Öncelikle sizi tanımak isteriz. Fatma Elmas Sultan kimdir?

Merhaba, 1983 yılında Antalya'nın Finike ilçesinde doğdum. Ailenin en küçük, en neşeli ferdiydim. Şakacı olmanın yanı sıra, bir o kadar uslu ve sakin bir çocuktum. Asla hırslı değildim. Kaş Merkez İlköğretim Okulu’nda okurken, müzik öğretmenimin keşfi sayesinde şarkı yarışmasına katıldım, ikincilik elde ettim. Turizmiyle göz dolduran Kaş'ta bilhassa okul gecelerinde ilçenin yarım adasında bulunan Antiphellos Antik Tiyatrosu'nda söylediğim şarkılardan sonra insanlar beni yolda durdurup saçımı okşamaya, “Bu, güzel şarkılar söyleyen o tatlı kız, değil mi?” diye sevmeye başladılar. Ortaokullu yıllarım, benim için güzel ve hatırlanmaya değerdi. Sanata, bilhassa müziğe ve şiire olan ilgim o yıllarda başladı. Bu yönümle rahmetli babama benzetilmekteyim. Zira o da Türk Sanat Müziği'nde başarılı bir sese ve yoruma sahipti. Ayrıca çok güzel şiir yazar, resim yapardı. Beni ondan ayıran yegâne özellik, pop tarzında şarkılar söylemem oldu.

Liseli yıllarımda müzikten ziyade edebiyata yöneldim. Neredeyse her gece bir kitap bitirirdim. Aynı zamanda radyo tiyatrosu dinlemekten keyif alırdım. En büyük hayalim radyo tiyatrosunda yer almaktı. Bunu yıllar sonra değerli sanatçı Ali İpin ile gerçekleştirdim. “Son Tren” adlı radyo tiyatrosu seslendirme grubunda yer almak mutluluk vericiydi.

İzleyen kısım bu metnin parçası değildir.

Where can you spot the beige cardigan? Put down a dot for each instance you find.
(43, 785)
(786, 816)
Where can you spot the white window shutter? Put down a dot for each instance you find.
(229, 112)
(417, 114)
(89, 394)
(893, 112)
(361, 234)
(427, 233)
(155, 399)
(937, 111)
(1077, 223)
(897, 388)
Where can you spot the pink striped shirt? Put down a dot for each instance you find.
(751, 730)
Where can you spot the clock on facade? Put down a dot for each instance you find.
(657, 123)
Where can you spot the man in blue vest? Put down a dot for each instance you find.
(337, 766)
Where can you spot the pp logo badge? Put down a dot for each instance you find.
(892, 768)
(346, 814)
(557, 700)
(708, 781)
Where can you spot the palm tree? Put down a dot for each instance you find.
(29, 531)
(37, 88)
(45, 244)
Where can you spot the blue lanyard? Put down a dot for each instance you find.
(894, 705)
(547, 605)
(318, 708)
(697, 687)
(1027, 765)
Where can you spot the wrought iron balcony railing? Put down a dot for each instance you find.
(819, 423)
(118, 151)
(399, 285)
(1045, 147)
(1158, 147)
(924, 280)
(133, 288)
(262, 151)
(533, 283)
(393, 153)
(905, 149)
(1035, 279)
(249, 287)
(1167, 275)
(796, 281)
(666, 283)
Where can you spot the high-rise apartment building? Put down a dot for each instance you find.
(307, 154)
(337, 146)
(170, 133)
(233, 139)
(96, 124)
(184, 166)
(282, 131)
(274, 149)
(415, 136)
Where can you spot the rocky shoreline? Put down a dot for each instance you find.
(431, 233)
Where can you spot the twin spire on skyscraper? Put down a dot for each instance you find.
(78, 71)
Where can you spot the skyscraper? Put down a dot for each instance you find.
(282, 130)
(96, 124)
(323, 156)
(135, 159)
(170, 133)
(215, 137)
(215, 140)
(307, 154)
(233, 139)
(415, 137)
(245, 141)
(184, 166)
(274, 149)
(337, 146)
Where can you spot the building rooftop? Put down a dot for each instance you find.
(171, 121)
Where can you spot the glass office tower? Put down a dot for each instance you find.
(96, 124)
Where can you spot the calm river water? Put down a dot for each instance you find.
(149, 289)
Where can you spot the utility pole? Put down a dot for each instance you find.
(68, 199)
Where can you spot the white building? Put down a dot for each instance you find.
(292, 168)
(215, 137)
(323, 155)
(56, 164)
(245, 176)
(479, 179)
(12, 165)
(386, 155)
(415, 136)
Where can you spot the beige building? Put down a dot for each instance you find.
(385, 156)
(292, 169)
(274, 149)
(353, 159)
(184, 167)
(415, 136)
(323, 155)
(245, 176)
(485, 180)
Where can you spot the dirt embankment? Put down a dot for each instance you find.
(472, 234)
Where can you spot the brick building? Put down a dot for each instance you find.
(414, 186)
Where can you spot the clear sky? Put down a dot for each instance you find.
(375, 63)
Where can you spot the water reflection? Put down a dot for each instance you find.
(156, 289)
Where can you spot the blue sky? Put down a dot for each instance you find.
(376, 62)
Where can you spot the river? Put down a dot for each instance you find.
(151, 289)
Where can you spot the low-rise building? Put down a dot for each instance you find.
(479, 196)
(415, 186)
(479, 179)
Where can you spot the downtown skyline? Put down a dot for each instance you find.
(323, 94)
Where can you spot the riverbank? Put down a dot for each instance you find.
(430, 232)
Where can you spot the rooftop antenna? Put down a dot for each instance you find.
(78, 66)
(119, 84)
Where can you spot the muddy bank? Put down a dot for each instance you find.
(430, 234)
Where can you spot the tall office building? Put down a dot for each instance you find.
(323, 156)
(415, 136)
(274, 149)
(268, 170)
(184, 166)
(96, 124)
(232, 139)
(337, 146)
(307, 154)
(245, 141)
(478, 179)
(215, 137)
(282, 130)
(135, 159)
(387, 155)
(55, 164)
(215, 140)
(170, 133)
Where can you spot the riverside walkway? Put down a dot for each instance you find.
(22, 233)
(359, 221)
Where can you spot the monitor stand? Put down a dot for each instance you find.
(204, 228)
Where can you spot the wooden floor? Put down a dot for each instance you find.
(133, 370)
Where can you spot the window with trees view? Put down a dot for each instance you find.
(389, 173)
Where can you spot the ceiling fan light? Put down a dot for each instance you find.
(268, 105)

Müzikten uzaklaşırken edebiyata yakınlaştığımı hissettim. Bunda okuduğum kitapların, takip ettiğim yerli ve yabancı yazarların etkisi büyüktü. Kütüphane, ikinci yuvamdı. Herkes kafeteryaya gitmekten hoşlanırken ben, kütüphanede vakit geçirirdim. Kütüphane dışında arkadaşlarımla vakit geçirmeyi, motosiklete binmeyi severdim. Bu, hâlâ değişmedi.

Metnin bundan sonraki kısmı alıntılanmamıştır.